The Pathfinder Dam originally held promise for irrigation. However, in 1912, the State Engineer, A. J. Parshall, complained that although the original intent of the project was to provide irrigation for 700,000 acres, most of which was to be in Wyoming, the vast majority of the area actually irrigated was in Nebraska. He continued by noting that, excluding some 17,000 acres belonging to the North Platte Canal and Colonization Company, only 4,000 acres had been reclaimed in the state, "a very small area to reclaim after submerging 22,000 acres * * * * [a large part of which] was improved and irrigated land * * *."

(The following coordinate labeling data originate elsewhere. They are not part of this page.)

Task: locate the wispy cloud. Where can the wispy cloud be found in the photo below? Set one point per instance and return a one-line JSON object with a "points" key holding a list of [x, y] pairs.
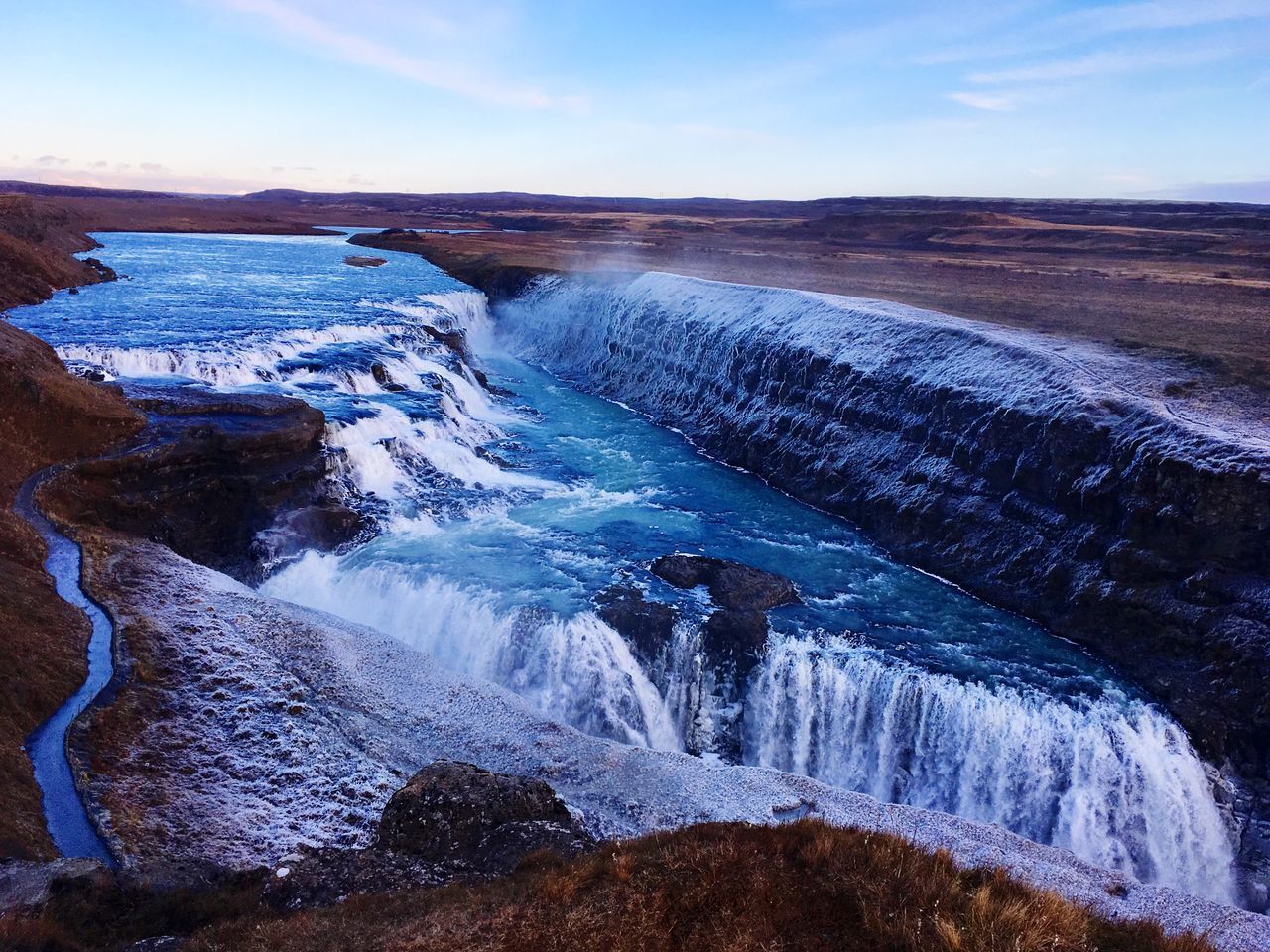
{"points": [[310, 26], [1160, 14], [984, 100], [1256, 191], [1097, 63], [724, 134]]}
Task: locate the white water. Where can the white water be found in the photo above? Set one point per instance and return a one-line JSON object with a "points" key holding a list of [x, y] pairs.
{"points": [[490, 567], [1115, 783], [578, 669]]}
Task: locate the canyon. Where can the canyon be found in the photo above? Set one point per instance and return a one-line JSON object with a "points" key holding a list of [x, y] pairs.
{"points": [[1119, 499]]}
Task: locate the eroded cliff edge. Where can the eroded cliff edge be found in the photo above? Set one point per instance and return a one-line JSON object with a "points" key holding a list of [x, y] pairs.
{"points": [[1124, 503], [48, 416]]}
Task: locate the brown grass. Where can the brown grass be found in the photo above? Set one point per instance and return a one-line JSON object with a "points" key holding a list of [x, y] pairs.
{"points": [[712, 888], [46, 416]]}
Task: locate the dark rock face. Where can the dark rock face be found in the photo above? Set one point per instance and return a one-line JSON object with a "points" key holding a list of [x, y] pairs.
{"points": [[458, 812], [737, 633], [365, 261], [451, 820], [1057, 484], [231, 481], [731, 585], [1055, 479]]}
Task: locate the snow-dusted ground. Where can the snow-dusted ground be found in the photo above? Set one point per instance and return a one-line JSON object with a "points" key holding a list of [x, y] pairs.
{"points": [[272, 725]]}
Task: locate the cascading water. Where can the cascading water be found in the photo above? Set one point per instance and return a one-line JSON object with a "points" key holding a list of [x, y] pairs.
{"points": [[502, 518], [1114, 782]]}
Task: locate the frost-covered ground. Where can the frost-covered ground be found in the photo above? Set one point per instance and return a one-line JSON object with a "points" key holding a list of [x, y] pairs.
{"points": [[271, 725]]}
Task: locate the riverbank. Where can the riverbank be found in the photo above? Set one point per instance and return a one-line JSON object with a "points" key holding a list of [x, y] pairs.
{"points": [[1119, 499], [252, 725], [223, 725], [48, 416]]}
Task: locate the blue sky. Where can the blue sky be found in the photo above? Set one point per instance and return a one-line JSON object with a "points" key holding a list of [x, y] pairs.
{"points": [[778, 99]]}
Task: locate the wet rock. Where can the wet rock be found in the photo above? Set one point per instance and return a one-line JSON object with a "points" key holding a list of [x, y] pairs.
{"points": [[734, 635], [158, 943], [458, 812], [26, 885], [365, 261], [211, 474], [104, 271], [645, 625], [452, 820], [454, 339], [385, 380], [731, 585], [321, 878]]}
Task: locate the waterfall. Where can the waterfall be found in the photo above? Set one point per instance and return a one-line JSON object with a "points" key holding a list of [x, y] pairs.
{"points": [[576, 669], [1116, 782]]}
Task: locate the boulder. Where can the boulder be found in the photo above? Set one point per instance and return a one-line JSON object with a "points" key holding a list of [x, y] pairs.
{"points": [[731, 585], [458, 812], [645, 625]]}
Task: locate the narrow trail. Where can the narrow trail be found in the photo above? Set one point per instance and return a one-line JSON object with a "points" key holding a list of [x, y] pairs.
{"points": [[64, 814]]}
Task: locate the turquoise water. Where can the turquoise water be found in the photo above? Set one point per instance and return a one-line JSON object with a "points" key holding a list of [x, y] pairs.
{"points": [[502, 516]]}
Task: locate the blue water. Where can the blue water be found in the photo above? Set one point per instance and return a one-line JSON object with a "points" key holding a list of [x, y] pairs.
{"points": [[502, 517], [68, 825]]}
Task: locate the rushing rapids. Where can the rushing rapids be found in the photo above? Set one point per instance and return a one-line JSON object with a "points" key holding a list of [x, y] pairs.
{"points": [[502, 517]]}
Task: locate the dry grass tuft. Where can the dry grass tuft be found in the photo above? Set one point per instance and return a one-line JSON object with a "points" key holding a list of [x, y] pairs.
{"points": [[742, 889]]}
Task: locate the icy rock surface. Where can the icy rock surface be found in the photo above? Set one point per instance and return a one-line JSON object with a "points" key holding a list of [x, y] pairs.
{"points": [[1071, 483], [286, 726]]}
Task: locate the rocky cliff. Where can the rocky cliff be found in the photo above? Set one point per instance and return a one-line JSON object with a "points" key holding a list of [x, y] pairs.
{"points": [[48, 416], [37, 248], [1074, 484], [231, 481]]}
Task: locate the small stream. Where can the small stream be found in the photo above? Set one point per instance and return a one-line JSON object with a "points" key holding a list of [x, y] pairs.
{"points": [[64, 815]]}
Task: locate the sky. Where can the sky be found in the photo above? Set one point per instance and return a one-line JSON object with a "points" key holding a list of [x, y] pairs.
{"points": [[776, 99]]}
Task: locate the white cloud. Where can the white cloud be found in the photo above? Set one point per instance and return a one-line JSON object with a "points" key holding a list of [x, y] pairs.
{"points": [[1161, 14], [1100, 63], [984, 100], [313, 27]]}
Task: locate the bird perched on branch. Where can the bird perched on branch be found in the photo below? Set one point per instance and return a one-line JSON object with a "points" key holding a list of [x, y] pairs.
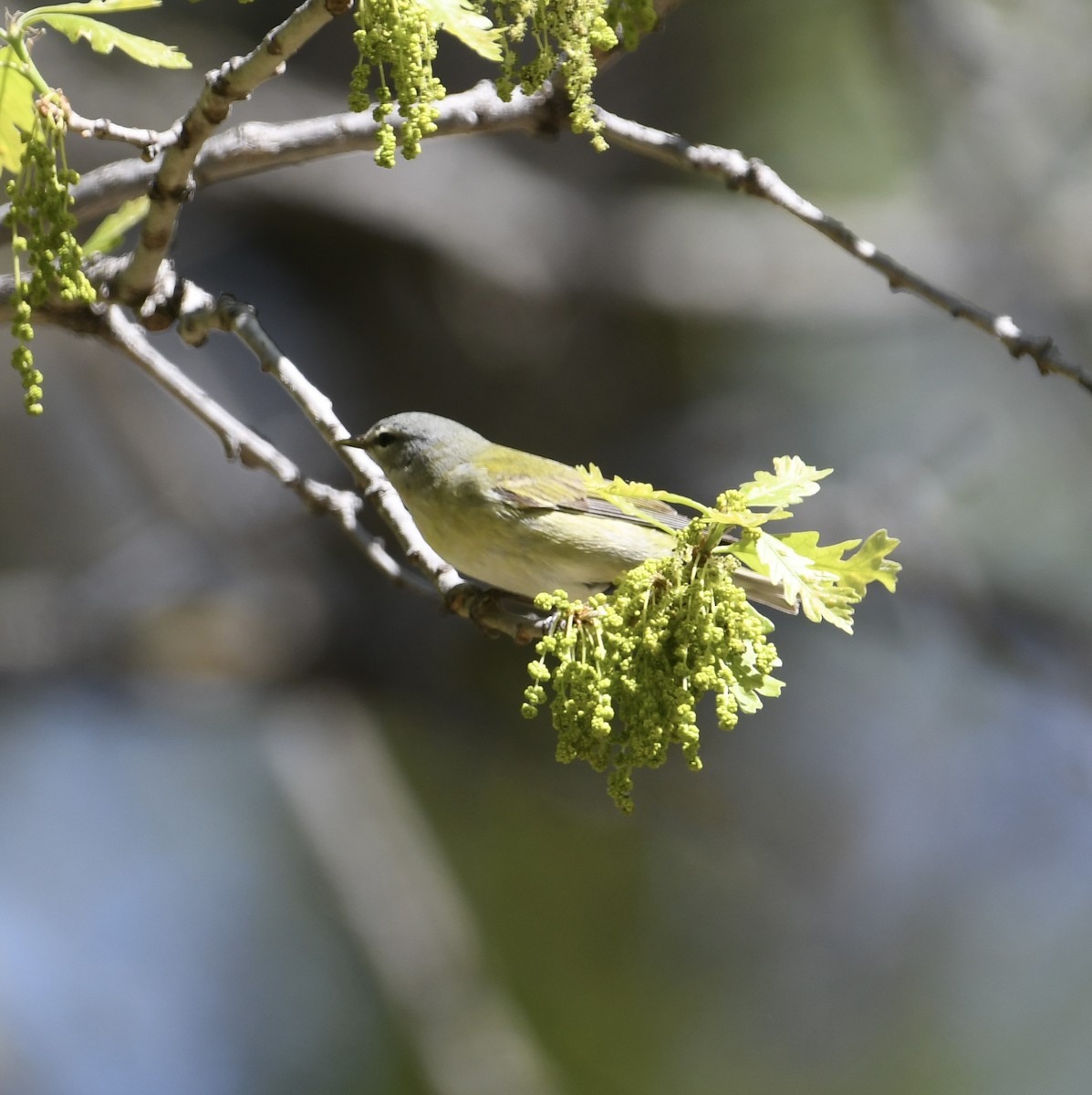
{"points": [[521, 523]]}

The Seminoe Dam, 31 miles northeast of Rawlins, was constructed between 1936 and 1939. The reservoir provides hydro-electric power and water for irrigation, with water being released as necessary to the Pathfinder downstream. As with the Pathfinder, weather still provides problems. Freeze-thaw has caused cracking in the concrete structure requiring refurbishment and monitoring. Access to the power plant is on occassion obstructed by rockslides in the narrow canyon also requiring maintainance and extra expense.

The name "Seminoe" is an Anglicizing of Cimineau. The Seminoe Mountains and Reservoir are named after Basil Cimineau LaJeunesse, a French-Louisianan guide who accompanied each of the three Fremont expeditions including the 1843 expedition along the Platte and Sweetwater. LaJeunesse was killed by Klamath Indians in May, 1846, near Klamath Lake, Oregon. The name was applied first to the area by LaJeunesse's brother, Charles LaJeunesse.


Seminoe Dam under construction, 1936.